While the investigation is currently focused on seven 345kV transmission lines that failed in Ohio, the inquiry has widened to include other anomalies in the operation of the grid from the Midwest to the East Coast.

Three power plants and five high voltage transmission lines failed shortly before the outages. Michehl Gent, president of the North American Electric Reliability Council, identified the failed Ohio transmission lines as “the area where the cascading outages began.” However, he also cautioned that “any attempt on our part to identify the cause of the outages at this point would be speculative and premature.” Investigators are looking at several preblackout events, including one in Michigan. Gary Kitts, chief administrative officer of the Michigan Public Service Commission, said that after lines went dead in Ohio, Michigan power operators began seeing an unusually heavy flow of electricity come into the state from Indiana minutes before the blackout and then move on to Ohio. The surge was massive: 3700MWe, equal to 20% of Michigan’s daily power demand. “We’re trying to understand what the impact that much magnitude had on the system in Michigan,” Kitts said.

Patrick Wood, chairman of the Federal Energy Regulatory Commission, said that he expects a joint US-Canadian task force probing the outages will need weeks to get answers. Some of the variables that it will consider include: * Trouble outside Ohio before the failures. The organisation that runs the Midwestern power grid and FirstEnergy, which owns one of the power plants and three of the transmission lines that failed in the two hours before the outages, contend that unusual events happened across the entire Eastern US grid starting at noon on 14 August, including big swings in voltage and frequency. They argue that the Cleveland area failures could have been symptoms of earlier problems, not the prime cause of the outages.

* Human error. The reliability council said that a key question is whether grid technicians failed to move quickly enough to prevent problems in Ohio from spreading. Officials with the New England and mid Atlantic power grids said they took steps quickly around 4.10 pm on 14 August to shut down their connections to New York and the Midwest. These moves largely succeeded in helping prevent outages from spreading still further. The task force will consider whether PJM Interconnection and Independent System Operator New England, the grid operators for the Mid Atlantic and New England region, followed procedures better than Midwestern and New York technicians, or if they did a better job in maintaining and upgrading grid control technologies.

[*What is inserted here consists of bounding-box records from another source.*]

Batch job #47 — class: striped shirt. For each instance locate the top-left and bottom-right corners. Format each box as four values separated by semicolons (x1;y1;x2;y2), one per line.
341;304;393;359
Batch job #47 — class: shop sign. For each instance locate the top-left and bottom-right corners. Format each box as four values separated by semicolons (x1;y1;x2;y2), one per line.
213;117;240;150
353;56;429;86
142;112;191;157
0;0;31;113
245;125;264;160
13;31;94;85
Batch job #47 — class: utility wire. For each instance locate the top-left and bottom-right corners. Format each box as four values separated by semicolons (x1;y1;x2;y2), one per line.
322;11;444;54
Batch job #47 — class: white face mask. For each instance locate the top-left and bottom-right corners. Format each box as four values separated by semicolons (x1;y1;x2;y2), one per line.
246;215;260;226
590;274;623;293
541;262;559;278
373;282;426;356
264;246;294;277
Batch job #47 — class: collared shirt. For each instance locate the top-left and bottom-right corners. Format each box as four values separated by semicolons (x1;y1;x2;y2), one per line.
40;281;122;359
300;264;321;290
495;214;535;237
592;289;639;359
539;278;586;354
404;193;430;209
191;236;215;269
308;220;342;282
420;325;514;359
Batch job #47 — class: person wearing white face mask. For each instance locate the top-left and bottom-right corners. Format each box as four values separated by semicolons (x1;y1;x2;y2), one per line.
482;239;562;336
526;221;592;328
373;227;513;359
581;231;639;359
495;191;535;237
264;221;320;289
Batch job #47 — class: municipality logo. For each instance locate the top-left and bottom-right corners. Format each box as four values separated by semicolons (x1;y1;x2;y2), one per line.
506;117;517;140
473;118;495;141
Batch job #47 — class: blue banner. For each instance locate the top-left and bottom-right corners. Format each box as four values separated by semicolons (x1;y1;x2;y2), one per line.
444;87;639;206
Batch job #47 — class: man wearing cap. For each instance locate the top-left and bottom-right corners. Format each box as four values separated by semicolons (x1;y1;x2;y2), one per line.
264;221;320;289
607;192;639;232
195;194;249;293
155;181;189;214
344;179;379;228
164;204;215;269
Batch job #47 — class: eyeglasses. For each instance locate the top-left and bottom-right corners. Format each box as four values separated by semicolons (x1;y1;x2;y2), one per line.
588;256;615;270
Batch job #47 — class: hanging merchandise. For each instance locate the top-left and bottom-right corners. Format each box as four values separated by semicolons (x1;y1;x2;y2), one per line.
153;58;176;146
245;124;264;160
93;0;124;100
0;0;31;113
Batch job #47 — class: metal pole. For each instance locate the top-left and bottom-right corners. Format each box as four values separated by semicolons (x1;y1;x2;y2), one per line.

* Ontario demand. The events happened in the context of a major shift in power flows between the USA and Ontario. For most of the 1980s and 1990s, Ontario was an exporter of power to the USA. Recently, however, Ontario’s summer demand has risen, and its capacity has fallen as a result of several of its nuclear plants being out of service. Just before the outage, Ontario was importing 2000MWe from New York, Minnesota, Michigan and other Canadian provinces.

* The Lake Erie loop. Power to and from Ontario flows through a network known as the Lake Erie Loop, which runs from Niagara Falls to Detroit on both sides of the lake, and which has long been identified as a highly stressed, volatile system in need of upgrades.

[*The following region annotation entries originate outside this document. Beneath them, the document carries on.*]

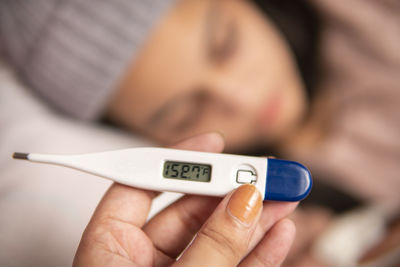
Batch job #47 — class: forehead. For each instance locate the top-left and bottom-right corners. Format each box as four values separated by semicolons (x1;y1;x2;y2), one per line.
122;0;210;118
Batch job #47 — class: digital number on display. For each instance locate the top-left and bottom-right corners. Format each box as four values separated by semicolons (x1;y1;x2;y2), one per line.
163;161;211;182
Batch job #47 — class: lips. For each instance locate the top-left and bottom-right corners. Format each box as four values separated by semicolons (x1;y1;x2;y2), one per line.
258;91;283;129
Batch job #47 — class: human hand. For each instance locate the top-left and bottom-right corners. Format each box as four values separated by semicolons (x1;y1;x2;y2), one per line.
73;133;297;267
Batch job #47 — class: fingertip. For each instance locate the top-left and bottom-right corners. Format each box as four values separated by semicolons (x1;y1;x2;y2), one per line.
276;218;296;238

* Terrorism. Although there is no evidence of sabotage, terrorism or the actions of a rogue grid technician as the cause, the task force will “not rule anything out,” according to Ellen Vanko, spokeswoman for NERC.

There is some evidence to suggest that many utilities had little or no warning of the cascading problem before their own facilities shut down. A timeline of power problems compiled by NERC showed power swings in eastern USA and Canada at 4.08pm, and a series of line failures in Michigan starting nine minutes later.

Independent system operators are tied together by a system of telephone hotlines. The timing and content of the conversations preceding the blackout remain unclear. Ontario has complained that it was given no warning of the problem. PJM Interconnection has claimed that it was given just 11 seconds warning, despite there having been unusual grid activity in the Midwest for some time before this. The Midwest power system recorded numerous voltage swings as early as noon on 14 August.

White House press secretary Scott McClellan reiterated president Bush’s support of energy legislation that would establish enforceable standards of reliability on the electricity transmission system.